Table 3. Properties of biological liquids
Tension surface0.02260.02210.05589
Figure 6. Rolling resistance force for 3 different liquid environment
Figure 7. Sliding resistance force for 3 different liquid environment
In order to investigate the effect of contact theory which is used in the process on the critical time and force, the simulation has been done for three major contact models: Hertz, JKR and DMT. Results are shown in Figure 8 and Table 4 shows the comparison between them. It can be seen that there is a negligible difference between the critical times and forces of these theories. In other words, in this part it has been proved that in the present work the contact theory does not have a significant effect on the results and choosing each of them will give almost the same amounts. So for the future works, choosing each of them is allowed and will not affect the results greatly.
Figure 9 and 10 show the increase of Contact depth and Contact radius between tip and particle, during the static phase of the process for the three theories which are a proof that there is no sliding between the tip and the particle. They also show that there is a small difference between these theories.

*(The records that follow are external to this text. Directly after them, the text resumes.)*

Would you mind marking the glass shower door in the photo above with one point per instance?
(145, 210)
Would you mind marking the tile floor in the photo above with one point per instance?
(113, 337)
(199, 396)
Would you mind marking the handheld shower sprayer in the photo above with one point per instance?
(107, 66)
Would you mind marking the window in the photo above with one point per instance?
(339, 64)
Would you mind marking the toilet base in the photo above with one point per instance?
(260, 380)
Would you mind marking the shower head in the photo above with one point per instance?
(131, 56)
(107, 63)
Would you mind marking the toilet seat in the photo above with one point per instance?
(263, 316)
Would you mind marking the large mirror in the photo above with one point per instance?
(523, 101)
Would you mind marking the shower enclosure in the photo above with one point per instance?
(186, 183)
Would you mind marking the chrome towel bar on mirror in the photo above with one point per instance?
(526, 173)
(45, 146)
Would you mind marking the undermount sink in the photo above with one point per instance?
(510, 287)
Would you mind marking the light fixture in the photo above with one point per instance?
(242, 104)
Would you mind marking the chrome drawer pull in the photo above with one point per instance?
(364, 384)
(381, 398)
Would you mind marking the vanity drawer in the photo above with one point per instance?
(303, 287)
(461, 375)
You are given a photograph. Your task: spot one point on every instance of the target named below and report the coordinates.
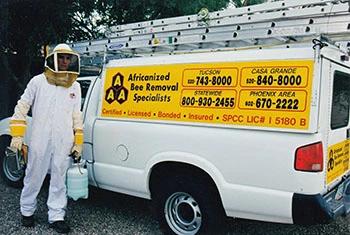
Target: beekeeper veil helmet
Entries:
(62, 66)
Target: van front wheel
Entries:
(188, 206)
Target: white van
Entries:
(255, 134)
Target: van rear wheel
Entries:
(188, 206)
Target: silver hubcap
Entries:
(183, 213)
(11, 169)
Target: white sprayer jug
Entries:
(77, 181)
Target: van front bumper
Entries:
(314, 209)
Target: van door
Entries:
(337, 164)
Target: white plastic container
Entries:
(77, 182)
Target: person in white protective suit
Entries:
(57, 131)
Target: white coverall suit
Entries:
(50, 143)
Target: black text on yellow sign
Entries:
(338, 160)
(275, 76)
(215, 93)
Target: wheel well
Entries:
(167, 170)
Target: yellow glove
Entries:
(77, 150)
(17, 142)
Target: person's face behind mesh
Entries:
(64, 61)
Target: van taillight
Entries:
(309, 158)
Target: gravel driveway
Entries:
(111, 213)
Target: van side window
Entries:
(341, 100)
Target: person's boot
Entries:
(60, 226)
(28, 221)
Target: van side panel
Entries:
(253, 170)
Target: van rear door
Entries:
(337, 162)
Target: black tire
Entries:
(8, 169)
(188, 205)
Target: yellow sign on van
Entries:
(338, 160)
(263, 94)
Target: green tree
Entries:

Table 4. Critical rolling and sliding time and force for Hertz, JKR and DMT theories
Critical rolling forceCritical sliding forceCritical rolling timeCritical sliding time
Figure 8. Critical sliding and rolling force and time for A. JKR theory B. Hertz theory C. DMT theory

5. Discussion and Conclusions

In this paper, nano manipulation of the DNA nano particles has been investigated in fluid environmental conditions. The manipulation process is simulated for nanoparticles of different radiuses (from 50 to 1000 nm). In addition, the manipulation process is simulated for nanoparticles of 50 nm radius submerged in ethanol and for a cantilever that is half-submerged in liquid. The required critical force and time for the manipulation of DNA nanoparticle show an increase over the existing values for manipulation of gold nanoparticle. This was predictable due to the larger elasticity modulus and smaller adhesion energy of DNA in comparison to gold. As the size of the nanoparticle increases and becomes closer to micro world, it starts to roll before sliding, while for nanoparticles with radiuses smaller than 500 nm, the sliding happens before rolling. It is also clear that the needed force and time for starting the process became larger by increasing the radius of the nanoparticle. The comparison between three contact models (Hertz, JKR and DMT) shows that there is not a significant difference between using them and they all show almost the same results. Increasing the depth and contact radius during the process shows that there is no sliding between probe and nanoparticles so manipulation can be done successfully. It can be seen also that there is a small difference between the depth and contact radius for three contact theories, so it is another proof for close results of these theories.
Finally, it should be mentioned that for an accurate nanoparticle manipulation in liquid media, more studies are needed, considering various intermolecular forces that are involved in different situations. Future works in this area could be the simulation of manipulation process for other biological cells using AFM. Also an experimental work for verification of this simulation seems to be necessary.